Tracks take center stage on whirlwind birthday tour

March 24th, 2015

Although I began covering thoroughbred racing in 1987 and harness racing in 1988, my visits to the track began much earlier and one of the traditions that I started 35 years ago continued last week during my birthday visits to Dover Downs, Laurel Park and Rosecroft during a busy, three-day span.

Last Thursday evening, when Dover Downs offered its best card of the week, I ventured to the Delaware five-eighths mile oval to watch races and interview a bevy of trainers and drivers in the paddock. Dover added a nice touch by running my "happy birthday" on the infield tote board throughout the card among its constant scrolling list of items. Of course, early on the card it was one of 15 such items but by the end of the 15-race program it was among the handful that still remained. This was, of course, a bigger thrill for my mom than it was for me.

Perhaps an additional highlight on the card was the effort of Bobbies Power Play (Tony Morgan) in a non-winners of $100,000 lifetime class. Trained by Bryan Truitt for several of my longtime friends in the game, Jim Magno and Phil Magno, Bobbies Power Play set the early fractions only to be nailed in the final yards by a 15-1 outsider. Bobbies Power Play had won his two previous starts and just missed a three-peat, but he gets to remain in that class through the end of the meet which is a moral victory at least.

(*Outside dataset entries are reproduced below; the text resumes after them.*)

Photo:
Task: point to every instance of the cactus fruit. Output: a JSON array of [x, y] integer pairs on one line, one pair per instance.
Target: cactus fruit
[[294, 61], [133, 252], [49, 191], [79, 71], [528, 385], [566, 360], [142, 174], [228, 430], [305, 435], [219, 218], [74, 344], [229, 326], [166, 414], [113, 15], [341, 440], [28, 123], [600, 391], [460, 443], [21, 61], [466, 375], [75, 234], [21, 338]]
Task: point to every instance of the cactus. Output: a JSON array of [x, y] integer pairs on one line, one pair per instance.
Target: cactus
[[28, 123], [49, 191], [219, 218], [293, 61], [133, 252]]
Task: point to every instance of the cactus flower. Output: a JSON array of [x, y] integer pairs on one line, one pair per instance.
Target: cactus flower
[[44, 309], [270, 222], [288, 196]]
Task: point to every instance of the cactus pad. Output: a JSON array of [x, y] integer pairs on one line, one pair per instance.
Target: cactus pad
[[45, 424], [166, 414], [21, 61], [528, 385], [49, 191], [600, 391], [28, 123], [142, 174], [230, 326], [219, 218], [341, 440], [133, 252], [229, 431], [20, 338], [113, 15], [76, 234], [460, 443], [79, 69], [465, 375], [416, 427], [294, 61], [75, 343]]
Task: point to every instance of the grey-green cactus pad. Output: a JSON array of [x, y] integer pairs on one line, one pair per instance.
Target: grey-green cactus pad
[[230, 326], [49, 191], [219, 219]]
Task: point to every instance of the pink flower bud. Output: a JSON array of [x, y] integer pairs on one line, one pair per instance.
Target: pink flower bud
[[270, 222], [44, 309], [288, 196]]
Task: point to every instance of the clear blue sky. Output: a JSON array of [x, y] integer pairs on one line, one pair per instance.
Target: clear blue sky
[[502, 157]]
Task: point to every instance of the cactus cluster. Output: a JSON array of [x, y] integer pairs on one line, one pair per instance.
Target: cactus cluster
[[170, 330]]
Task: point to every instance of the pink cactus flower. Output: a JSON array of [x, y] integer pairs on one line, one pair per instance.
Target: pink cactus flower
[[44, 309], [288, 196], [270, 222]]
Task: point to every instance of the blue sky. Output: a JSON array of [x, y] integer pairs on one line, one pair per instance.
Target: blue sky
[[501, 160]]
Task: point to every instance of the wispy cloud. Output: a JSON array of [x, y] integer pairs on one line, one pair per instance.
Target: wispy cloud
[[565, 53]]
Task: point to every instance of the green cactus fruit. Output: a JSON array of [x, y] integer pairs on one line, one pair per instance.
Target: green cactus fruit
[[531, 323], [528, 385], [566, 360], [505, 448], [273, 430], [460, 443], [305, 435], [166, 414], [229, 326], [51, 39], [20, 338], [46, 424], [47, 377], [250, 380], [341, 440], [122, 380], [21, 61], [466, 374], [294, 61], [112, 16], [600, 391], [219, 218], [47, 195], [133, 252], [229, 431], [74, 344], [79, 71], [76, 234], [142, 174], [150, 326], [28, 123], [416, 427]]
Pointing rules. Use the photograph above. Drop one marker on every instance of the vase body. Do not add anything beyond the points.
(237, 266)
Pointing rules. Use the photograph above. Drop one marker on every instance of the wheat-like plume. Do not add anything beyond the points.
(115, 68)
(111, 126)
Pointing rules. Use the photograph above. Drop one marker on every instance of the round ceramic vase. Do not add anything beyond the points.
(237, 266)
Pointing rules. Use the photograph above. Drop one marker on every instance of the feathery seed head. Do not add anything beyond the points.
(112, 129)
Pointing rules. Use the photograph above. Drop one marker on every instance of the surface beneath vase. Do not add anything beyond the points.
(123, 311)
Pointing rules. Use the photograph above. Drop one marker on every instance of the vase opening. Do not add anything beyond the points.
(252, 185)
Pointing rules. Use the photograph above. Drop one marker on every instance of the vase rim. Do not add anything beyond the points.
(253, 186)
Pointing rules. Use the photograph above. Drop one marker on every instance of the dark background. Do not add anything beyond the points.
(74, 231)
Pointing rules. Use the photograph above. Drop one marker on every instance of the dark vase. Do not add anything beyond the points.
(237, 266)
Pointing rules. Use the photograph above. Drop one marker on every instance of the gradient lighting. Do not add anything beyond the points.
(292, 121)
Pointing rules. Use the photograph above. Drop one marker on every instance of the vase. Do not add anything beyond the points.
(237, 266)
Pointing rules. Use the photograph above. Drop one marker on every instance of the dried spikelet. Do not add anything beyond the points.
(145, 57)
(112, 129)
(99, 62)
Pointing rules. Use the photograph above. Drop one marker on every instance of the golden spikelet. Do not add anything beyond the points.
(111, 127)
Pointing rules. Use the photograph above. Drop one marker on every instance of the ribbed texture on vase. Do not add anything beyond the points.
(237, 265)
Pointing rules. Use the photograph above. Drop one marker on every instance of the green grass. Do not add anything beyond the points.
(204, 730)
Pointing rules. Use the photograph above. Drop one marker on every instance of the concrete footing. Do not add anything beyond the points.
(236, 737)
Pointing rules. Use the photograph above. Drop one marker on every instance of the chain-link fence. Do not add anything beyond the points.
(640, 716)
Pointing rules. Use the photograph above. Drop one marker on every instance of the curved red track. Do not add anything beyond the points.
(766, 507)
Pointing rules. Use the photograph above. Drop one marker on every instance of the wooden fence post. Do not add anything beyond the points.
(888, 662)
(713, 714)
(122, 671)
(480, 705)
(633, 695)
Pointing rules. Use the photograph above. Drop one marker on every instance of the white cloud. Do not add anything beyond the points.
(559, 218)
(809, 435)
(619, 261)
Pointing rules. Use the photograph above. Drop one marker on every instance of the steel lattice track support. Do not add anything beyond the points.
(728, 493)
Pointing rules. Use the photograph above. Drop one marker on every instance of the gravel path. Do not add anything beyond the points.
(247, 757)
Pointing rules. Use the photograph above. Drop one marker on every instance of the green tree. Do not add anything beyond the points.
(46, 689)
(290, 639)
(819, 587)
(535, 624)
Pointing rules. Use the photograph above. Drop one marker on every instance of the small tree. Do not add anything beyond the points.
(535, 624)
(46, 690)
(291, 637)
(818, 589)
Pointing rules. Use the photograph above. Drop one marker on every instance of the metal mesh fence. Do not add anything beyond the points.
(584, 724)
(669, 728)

Then two days later another longtime track buddy, Tim Hayden, invited me for lunch at Laurel Park during a stellar card that included four $100,000 stakes, including the Harrison Johnson for older horses and the Private Terms Stakes for three-year-olds. During my rookie season of covering the thoroughbred races, I was at Laurel on the day when Private Terms won his career debut by thumping a group of maiden special weight rivals going 6 1/2 furlongs. He would not suffer his first defeat until the Kentucky Derby, when the filly Winning Colors went wire-to-wire.

Then that same evening I ventured to Rosecroft Raceway for the 11-race card at the five-eighths mile oval, the track that started my birthday celebrations. When I was 16, I convinced my mother to take me to Rosecroft - then a half-mile oval - for the live card which offered an $8400 Preferred that featured the likes of Mostest Yankee, Texas Tea and the incomparable Come On Fred, a genuine local legend. A friend had given me $10 to wager and I played Texas Tea across the board and watched him go wire-to-wire with Walter Callahan in the bike.

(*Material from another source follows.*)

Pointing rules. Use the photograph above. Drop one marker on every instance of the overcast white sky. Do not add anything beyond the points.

Last Saturday night on my 51st birthday there was no Preferred - the top overnight races are now held on Tuesday evenings at Rosecroft - but there was an added surprise. The track had named the eighth race for my birthday, so afterward I joined winning driver Jonathan Roberts in the winner's circle for the impromptu celebration. Following the long day and extended three-day celebration that began at Dover, the birthday announcement help energize my aging legs to and from the winner's circle.